When I first started green smoothies two years ago I would try raw "baked" goods but just couldn't "do" the texture.  It seems so heavy when I had my mouth set for light and fluffy.  It would be nice to find light and fluffy raw goodies, but with my desire for tastes and textures changing, light and fluffy may not be what I like anymore.  We'll see.

Tuesday, May 3, 2011

Gone Now Back


I have been a bit AWOL and missing out on a lot here at RFR.  My new job has been SO very stressful and it has affected the way I eat.  Some days I couldn't eat because of the knots in my stomach.

Earlier in April I went to a women's retreat sponsored by my church.  I almost didn't go because there was so much work to be done but I needed to go.  Friday night and all Saturday all that went through my mind was what I had forgotten to finish during the week and who I didn't call.  Finally, Saturday night during our worship and prayer time I asked God to help me with my new job.  Help with time management, organization, and all that goes into a supervisor position.

In the middle of this call for help, I heard God very clearly speak to me.  His voice was so clear I actually peeked at the chair beside me!  His word to me was, "I want you home."  Just those four words.  My mind began to race.  "But God!", I said, "You know our finances.  I have to work!"  But His words just raced through my mind.

I asked a friend of mine after prayer time how she would interpret his words.  Was it wishful thinking because my new job was not what I had thought it would be?  Was it because for the past year and a half I have been arguing with God against staying home because we need the money?  (I WANT to stay home, don't get me wrong.  That is my and my husband's heart desire!)

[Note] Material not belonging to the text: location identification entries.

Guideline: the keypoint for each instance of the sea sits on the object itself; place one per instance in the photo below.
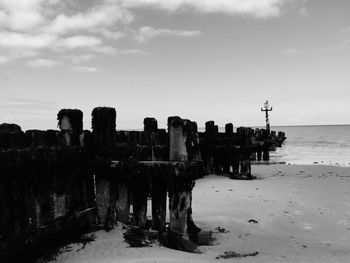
(321, 144)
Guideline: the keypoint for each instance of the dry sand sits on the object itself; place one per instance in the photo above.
(297, 213)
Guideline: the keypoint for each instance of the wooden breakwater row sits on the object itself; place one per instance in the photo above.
(54, 183)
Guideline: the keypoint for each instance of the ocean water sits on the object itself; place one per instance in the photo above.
(328, 145)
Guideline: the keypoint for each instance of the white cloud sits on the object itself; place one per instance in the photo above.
(43, 63)
(303, 12)
(132, 52)
(102, 16)
(4, 60)
(23, 40)
(290, 51)
(104, 49)
(79, 42)
(84, 69)
(256, 8)
(30, 27)
(81, 58)
(145, 33)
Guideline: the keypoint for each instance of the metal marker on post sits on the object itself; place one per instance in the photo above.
(267, 109)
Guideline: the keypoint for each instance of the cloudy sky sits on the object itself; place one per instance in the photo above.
(199, 59)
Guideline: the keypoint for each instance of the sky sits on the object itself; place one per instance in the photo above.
(198, 59)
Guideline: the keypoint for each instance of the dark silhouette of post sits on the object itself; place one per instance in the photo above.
(267, 109)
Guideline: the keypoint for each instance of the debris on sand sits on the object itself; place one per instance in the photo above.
(221, 230)
(232, 254)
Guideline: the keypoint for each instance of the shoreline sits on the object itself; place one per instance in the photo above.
(291, 213)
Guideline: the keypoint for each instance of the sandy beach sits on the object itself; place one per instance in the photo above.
(291, 213)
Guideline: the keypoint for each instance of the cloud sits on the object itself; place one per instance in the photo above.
(78, 42)
(303, 12)
(81, 58)
(4, 60)
(146, 33)
(290, 51)
(23, 40)
(132, 52)
(102, 16)
(84, 69)
(50, 27)
(255, 8)
(43, 63)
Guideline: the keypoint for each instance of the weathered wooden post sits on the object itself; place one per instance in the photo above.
(229, 129)
(177, 140)
(180, 187)
(159, 195)
(104, 130)
(140, 189)
(245, 164)
(150, 131)
(70, 122)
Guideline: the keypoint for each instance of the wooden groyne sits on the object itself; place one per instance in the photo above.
(57, 182)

My friend prayed, asking God to protect my mind from the swirling thoughts about work so that I could enjoy the worship and the rest of the weekend.  And He did!  He is so faithful!  I relaxed.  My mind was clear.  No knots in my stomach.  But I still needed to think on His words to me.

As we were leaving the retreat, my roommate (and new friend) said, "Molly, maybe this job is a 2 x 4 for you."  I knew exactly what she meant.

It has taken nearly a month, but I finally came to a decision about my job.  It was a difficult decision because I'm not a quitter and in this field this is a horrible time to leave.  But my health was beginning to suffer and I had a feeling of dread each morning I woke up.  Last Friday I gave my two week's notice.  Oh the peace I have about this decision!  I have missed out on so many opportunities to be God's hands and feet because I was too busy "earning good money".

While the money was VERY good, doing what God wants is even better and I know He's got our back (and front, top, bottom, middle...).  I am nervous but excited at the same time.  Is this how I should feel?  Nervous about one less income but so very excited about the opportunities God will give our family because of obedience in this small area?

Our family will definitely have to lean on the support of God and know that He has nothing but good planned for us.  I am feeling better and working out how I can be the Proverbs 31 wife and am so excited for what God has for our future.